36. On penetration, the incident is alleged to have taken place in September 2018 and the complainant was examined on 14/1/2019. She was found to be pregnant. A DNA test was carried out, based on samples presented in September 2019 (Pexb.3). The test results showed that the Appellant was both the father of the complainant and the complainant’s child, baby BK.
The appellant admitted that he subjected himself to the DNA test. 37. In the case of WLN Vs. Republic (2021) eKLR the court held: “….of great evidentiary importance however is that in criminal cases, defilement or rape, DNA result that proves a person to be the biological father of a child conceived through defilement is proof of penetration by the person found to be biological father of the child.”
38. In this case, the DNA results showed that the appellant was the father of the child (the complainant) and his grandchild, baby BK. There is no better proof of his culpability. I do find that penetration was indeed proved. The results of the paternity test also overrule the Appellant’s claim of lack of identification as the perpetrator. The test result identifies him as the perpetrator of the crime.
39. Thus, it is my finding that all the ingredients of the charge of defilement was proved.
Whether vital witnesses were not called: 40. The Appellant has complained that some witnesses were not called . He has cited the complainant’s grandmother to whom the complainant had told her that she fell on a stone , a neighbor by the name Elisepha , who purportedly told PW2 what had been going on , among others. The law on the number of witnesses to prove a fact is that the prosecution is only required to call such number of witnesses as to prove their case. ( see section 143 of the Evidence Act). The prosecution tendered sufficient number of witnesses to prove penetration , the relationship of the complainant and the Appellant, while age of the complainant was proved as aforesaid. The Respondent was able to prove its case without the need for these extra witnesses that the Appellant has referred to. The Appellant’s complain in this regard is without merit.
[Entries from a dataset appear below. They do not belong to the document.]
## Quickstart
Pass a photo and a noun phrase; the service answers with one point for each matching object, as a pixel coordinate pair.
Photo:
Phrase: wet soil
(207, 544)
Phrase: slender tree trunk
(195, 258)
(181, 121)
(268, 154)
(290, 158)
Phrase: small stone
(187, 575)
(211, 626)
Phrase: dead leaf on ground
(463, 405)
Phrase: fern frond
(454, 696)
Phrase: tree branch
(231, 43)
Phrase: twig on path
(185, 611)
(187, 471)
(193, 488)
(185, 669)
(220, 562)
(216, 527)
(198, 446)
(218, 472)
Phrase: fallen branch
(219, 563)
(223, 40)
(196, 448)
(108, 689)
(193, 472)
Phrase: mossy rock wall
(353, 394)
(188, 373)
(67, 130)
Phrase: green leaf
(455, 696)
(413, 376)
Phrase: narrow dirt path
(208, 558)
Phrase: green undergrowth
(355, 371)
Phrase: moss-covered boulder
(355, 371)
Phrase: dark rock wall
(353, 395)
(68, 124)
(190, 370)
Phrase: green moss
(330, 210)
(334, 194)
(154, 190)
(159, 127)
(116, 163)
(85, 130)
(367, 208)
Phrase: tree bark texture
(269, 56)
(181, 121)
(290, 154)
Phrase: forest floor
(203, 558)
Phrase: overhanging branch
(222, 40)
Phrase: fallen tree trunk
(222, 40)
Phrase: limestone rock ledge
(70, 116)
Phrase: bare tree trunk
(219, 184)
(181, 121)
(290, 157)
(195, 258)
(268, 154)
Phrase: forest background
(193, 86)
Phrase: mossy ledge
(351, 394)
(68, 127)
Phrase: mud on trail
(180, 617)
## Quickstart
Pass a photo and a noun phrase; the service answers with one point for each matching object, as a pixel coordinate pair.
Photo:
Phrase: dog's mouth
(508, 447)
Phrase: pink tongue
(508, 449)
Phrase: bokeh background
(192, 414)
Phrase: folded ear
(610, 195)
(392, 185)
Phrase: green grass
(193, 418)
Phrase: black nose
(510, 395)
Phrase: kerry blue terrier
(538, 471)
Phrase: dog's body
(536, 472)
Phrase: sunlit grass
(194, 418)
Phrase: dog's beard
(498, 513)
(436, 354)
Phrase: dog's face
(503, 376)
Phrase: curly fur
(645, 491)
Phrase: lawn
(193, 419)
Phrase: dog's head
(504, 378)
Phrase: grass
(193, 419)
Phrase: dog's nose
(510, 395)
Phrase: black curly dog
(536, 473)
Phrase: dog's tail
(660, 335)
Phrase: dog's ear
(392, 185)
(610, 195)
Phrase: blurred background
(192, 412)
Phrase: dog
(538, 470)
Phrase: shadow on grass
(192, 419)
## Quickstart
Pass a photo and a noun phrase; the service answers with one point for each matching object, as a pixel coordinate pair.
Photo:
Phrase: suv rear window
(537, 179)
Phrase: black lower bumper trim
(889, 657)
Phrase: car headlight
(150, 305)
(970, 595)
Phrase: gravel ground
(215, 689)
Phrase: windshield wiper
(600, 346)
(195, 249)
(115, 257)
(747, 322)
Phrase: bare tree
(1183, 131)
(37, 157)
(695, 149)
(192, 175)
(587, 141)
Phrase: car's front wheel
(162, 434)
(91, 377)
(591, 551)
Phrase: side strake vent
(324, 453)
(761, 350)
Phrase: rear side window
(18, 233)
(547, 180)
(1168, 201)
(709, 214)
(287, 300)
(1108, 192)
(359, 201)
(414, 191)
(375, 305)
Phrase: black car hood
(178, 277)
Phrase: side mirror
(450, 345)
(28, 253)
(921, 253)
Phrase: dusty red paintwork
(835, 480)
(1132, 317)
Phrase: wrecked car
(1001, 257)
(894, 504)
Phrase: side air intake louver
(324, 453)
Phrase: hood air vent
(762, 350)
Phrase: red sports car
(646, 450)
Whether the Appellant’s defence was unfairly dismissed 41. The appellant has submitted that his defence of alibi was unfairly dismissed. However, the trial court record does not show a defence of alibi having been raised. The Appellant simply told the court that the complainant’s pregnancy had nothing to do with him. He further told the court that PW2 was framing him. The defence of alibi is therefore being brought out for the first time in this appeal. Further it is lacking in substance as it does not lay out the defence of alibi. Thus, even if this court was to consider it at this stage, which it cannot, there is no evidence that has been submitted upon which the court could decide.
42. On the alleged framing by PW2, the Appellant did not demonstrate to the court, the basis of this allegation. He did not tell the court of any feud that existed between the two. PW2 told the court that he had no difference with the Appellant. This testimony was not controverted by the Appellant or contested through cross- examination. The Appellant’s defence is not plausible, and cannot stand in the face of scientific evidence in the form of DNA in any event.
43. Although lack of fair trial was cited as a ground of Appeal , the Appellant did not argue this point. There are many aspects of an unfair trial and it was upon the Appellant to pinpoint in what specific way this right was violated. I would take the Appellant’s failure to to argue this ground to mean that he abandoned it..
44. It is my finding that the Respondent proved the offence of defilement beyond reasonable doubt and the Appellant was properly convicted.
45. I take note of the fact that there was not appeal against the sentence and therefore I will not delve into it.
46. In the end, I find that this Appeal has not merit. It is hereby dismissed.
DATED, SIGNED AND DELIVERED IN AN OPEN COURT AT KAKAMEGA THIS 12TH DAY OF OCTOBER 2023. S. CHIRCHIR,JUDGE.In the presence of:E. Zalo- Court AssistantAppellant- present in personNo appearance by the Respondent.